Some may call this reclusive or anti-social, but I spent the whole weekend alone reading. It was marvellous! I have not felt this recharged in a long time.
First devoured was The Silent Wife by A.S.A. Harrison:
Todd Gilbert and Jodi Brett are in a bad place in their relationship. They’ve been together for twenty-eight years, and with no children to worry about there has been little to disrupt their affluent Chicago lifestyle. But there has also been little to hold it together, and beneath the surface lie ever-widening cracks. HE is a committed cheater. SHE lives and breathes denial. HE exists in dual worlds. SHE likes to settle scores. HE decides to play for keeps. SHE has nothing left to lose. When it becomes clear that their precarious world could disintegrate at any moment, Jodi knows she stands to lose everything. It’s only now she will discover just how much she’s truly capable of…Synopsis from Headline.co.uk
From the synopsis I expected this to be a more chilling story – which is not always my cup of tea – however, reading the psychological analysis and the protagonist’s deconstruction of their own personalities moved the novel into an area I found fascinating. I have read many thrillers where women cling to their lives as they disintegrate around them, but in this novel Jodie’s actions become completely understandable; you understand why she thinks and acts as she does (and so does she.) This layer of psychoanalysis that runs through The Silent Wife, adds depth and brings the novel to life, allowing further understanding of these people than you initially realise. There is a history to Jodie and Todd, our protagonists, reaching right back into childhood; ignored psychological issues that are enacted in their current circumstance.

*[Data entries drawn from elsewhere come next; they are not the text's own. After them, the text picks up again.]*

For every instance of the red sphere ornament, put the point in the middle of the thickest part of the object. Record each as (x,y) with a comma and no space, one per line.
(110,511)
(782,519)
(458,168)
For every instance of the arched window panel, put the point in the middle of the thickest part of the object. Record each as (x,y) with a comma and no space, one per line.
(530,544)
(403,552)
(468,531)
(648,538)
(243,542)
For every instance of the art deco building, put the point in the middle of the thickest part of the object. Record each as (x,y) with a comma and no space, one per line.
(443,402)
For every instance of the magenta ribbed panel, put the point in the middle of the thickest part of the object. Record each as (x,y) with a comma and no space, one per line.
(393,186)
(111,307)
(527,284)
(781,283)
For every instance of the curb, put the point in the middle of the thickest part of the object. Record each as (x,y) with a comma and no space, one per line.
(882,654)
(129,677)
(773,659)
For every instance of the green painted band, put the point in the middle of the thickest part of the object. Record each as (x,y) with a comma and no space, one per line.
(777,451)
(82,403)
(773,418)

Jodie has drifted along the surface of her life, never daring to dive in deep and properly deal with her problems. She has a simple, yet contented, common law marriage with Todd, a serial cheater. She knows he cheats and he knows she knows, but as long as the affairs are fleeting, neither disturbs their equilibrium. Reading Jodie break down the pattern of her actions feels very familiar, she is very self-aware but does nothing about it.

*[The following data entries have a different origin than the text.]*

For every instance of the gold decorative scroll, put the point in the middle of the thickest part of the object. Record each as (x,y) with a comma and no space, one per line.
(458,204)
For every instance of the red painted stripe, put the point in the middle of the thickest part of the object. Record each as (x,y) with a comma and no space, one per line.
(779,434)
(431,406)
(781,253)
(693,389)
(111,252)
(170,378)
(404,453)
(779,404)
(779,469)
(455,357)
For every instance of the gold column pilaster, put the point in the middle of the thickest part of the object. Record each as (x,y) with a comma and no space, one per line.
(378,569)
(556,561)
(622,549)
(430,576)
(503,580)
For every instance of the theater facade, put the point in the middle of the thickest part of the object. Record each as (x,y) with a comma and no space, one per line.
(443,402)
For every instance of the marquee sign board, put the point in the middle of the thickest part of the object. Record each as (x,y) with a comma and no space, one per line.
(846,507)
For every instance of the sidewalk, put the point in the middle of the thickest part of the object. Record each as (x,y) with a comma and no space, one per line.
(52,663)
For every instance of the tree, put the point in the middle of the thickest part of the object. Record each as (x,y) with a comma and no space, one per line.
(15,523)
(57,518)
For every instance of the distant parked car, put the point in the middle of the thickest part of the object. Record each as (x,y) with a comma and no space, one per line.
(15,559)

Worryingly, I began the novel siding with Todd; however, I snapped out of this mind-set pretty quickly. In refusing to accept or deal with his issues, which manifested themselves in his cheating, all my sympathy was is lost. In addition, it initially felt easy to dislike Natasha, the naïve girl who traps Todd with pregnancy. However, I quickly realised that while annoying, Natasha is not the one to blame; Todd’s constant denial that he is in any way at fault is wonderfully infuriating. The climax of Todd’s actions was surprising and yet obvious, in a brilliant sort of way; Harrison does not call for you to solve any mysteries, that is not the point.
The Silent Wife was gripping, and had me struggling to do anything but finish it – well worth the read.
The Silent Wife is published in paperback by Headline, retailing at £6.99.